A combination of photography and installation, Whitmore’s exhibition showcases images of dazzling craft and understated observation, mixing photographed dioramas, like the iridescent cactus constructed from glass in “I don’t want flowers when I’m dead” alongside images of found objects. Running along the wall opposite these photographs are 10 pennant lines handmade from gold mylar. The recurrence of reflective materials as symbols invites questions concerning reality and distortion. In “Rock, Mirror, Cliff,” a circular mirror set atop dark boulders reflects a cloudless sky tilting towards sunset, and so seemingly reflects nothing at all, “a jumping-off point to infinite possibilities.” In “Seven Years of Bad Luck,” among the exhibit’s most curious and pleasantly abstruse images, Whitmore stands in the darkening desert backdrop of a gun range, shrouded in a wrinkled gold and silver mylar sheet, stepping on a dust-covered broken mirror. All the elements that make these images memorable come down to Whitmore’s penchant for working quickly and for capturing every element in real time. “I was taught to do things in-camera first,” she told Hyperallergic. “I like it because of the physical aspect, but also mirrors and reflective surfaces can create a surreal, ephemeral environment in real time. And mirrors are cheap, or they can be.”

If there’s something familiar about Whitmore’s work, whether it’s the vibrant neon lighting, the use of mirrors in desert backdrops, or simply the prominence of the desert itself, it may be the fact that many of her techniques have become go-to aesthetic placeholders for fashion photographers, social media influencers, and amateurs. When I ask her if the viral nature of these types of photos has given her pause with her own work, she doesn’t demur. “Mirrors, prisms, colors are trending hard. I’m trying now to see things differently. Going forward, I want to bring things into three dimensions, with sculpture and installation more to separate myself.”

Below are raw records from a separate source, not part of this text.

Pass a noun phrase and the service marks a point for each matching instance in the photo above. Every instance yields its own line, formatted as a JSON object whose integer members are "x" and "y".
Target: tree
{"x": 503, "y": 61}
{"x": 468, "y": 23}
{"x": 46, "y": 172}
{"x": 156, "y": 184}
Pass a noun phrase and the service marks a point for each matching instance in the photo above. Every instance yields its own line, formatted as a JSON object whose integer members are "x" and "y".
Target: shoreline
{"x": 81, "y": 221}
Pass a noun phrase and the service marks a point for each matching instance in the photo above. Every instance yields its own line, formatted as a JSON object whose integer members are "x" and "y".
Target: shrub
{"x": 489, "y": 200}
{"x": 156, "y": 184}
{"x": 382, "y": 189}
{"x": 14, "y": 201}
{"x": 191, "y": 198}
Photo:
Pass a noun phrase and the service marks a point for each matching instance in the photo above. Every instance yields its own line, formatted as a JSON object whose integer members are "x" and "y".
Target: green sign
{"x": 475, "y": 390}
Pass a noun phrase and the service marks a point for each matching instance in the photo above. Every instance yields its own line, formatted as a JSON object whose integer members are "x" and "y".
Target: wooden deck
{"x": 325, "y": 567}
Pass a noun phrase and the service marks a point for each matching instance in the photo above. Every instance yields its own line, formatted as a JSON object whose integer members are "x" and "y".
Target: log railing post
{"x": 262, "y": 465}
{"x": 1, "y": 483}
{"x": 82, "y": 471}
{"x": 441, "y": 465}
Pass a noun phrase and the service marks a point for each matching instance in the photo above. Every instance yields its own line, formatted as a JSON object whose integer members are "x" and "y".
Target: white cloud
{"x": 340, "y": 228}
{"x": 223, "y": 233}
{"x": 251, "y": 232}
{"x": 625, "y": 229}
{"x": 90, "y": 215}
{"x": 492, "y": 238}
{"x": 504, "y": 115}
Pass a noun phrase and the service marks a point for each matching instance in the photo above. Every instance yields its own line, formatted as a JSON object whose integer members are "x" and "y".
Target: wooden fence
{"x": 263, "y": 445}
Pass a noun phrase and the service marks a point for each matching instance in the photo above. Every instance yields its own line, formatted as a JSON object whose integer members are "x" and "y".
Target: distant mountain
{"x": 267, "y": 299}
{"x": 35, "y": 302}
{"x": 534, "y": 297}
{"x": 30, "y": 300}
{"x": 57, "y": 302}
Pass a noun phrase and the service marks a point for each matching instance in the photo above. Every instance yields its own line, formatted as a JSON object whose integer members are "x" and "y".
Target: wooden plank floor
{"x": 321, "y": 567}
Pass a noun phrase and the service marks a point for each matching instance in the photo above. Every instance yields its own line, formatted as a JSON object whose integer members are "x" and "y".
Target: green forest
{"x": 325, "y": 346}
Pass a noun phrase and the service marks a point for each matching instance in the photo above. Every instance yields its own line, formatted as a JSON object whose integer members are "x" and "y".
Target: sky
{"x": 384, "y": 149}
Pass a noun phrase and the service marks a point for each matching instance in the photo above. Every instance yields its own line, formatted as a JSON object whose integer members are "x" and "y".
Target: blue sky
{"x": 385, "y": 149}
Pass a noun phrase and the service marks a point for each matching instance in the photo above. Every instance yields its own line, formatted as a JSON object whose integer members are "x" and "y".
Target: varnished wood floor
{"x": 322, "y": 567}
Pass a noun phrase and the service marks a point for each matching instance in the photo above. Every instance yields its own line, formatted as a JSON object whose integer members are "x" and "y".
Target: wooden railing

Mikayla Whitmore, “An Expensive Place to Die” (2019), 12 x 8 inches
Mikayla Whitmore, “Go Down Deep” (2018), 12 x 8 inches
Mikayla Whitmore, “On My Own” (2019), 12 x 8 inches

Between a Rock and a Cliff can seem like it represents the end of a certain way of working for Whitmore, even if she has become recognized for the work she’s showcasing. If social media and the artsy sensibilities of ad marketing are cribbing the same aesthetic ideas Whitmore is interested in, could it be time to work against the zeitgeist? It’s not a simple matter. While there will be an inclination amongst some to dismiss Whitmore’s work as derivative, the details are distinctly unique and homegrown. They represent the evolution of a desert artist, eye firmly on her future’s possibilities.

Between a Rock and a Cliff will continue at the Marjorie Barrick Museum of Art (4505 S. Maryland Pkwy, Las Vegas) through February 8, 2020. The exhibition was curated by Alisha Kerlin.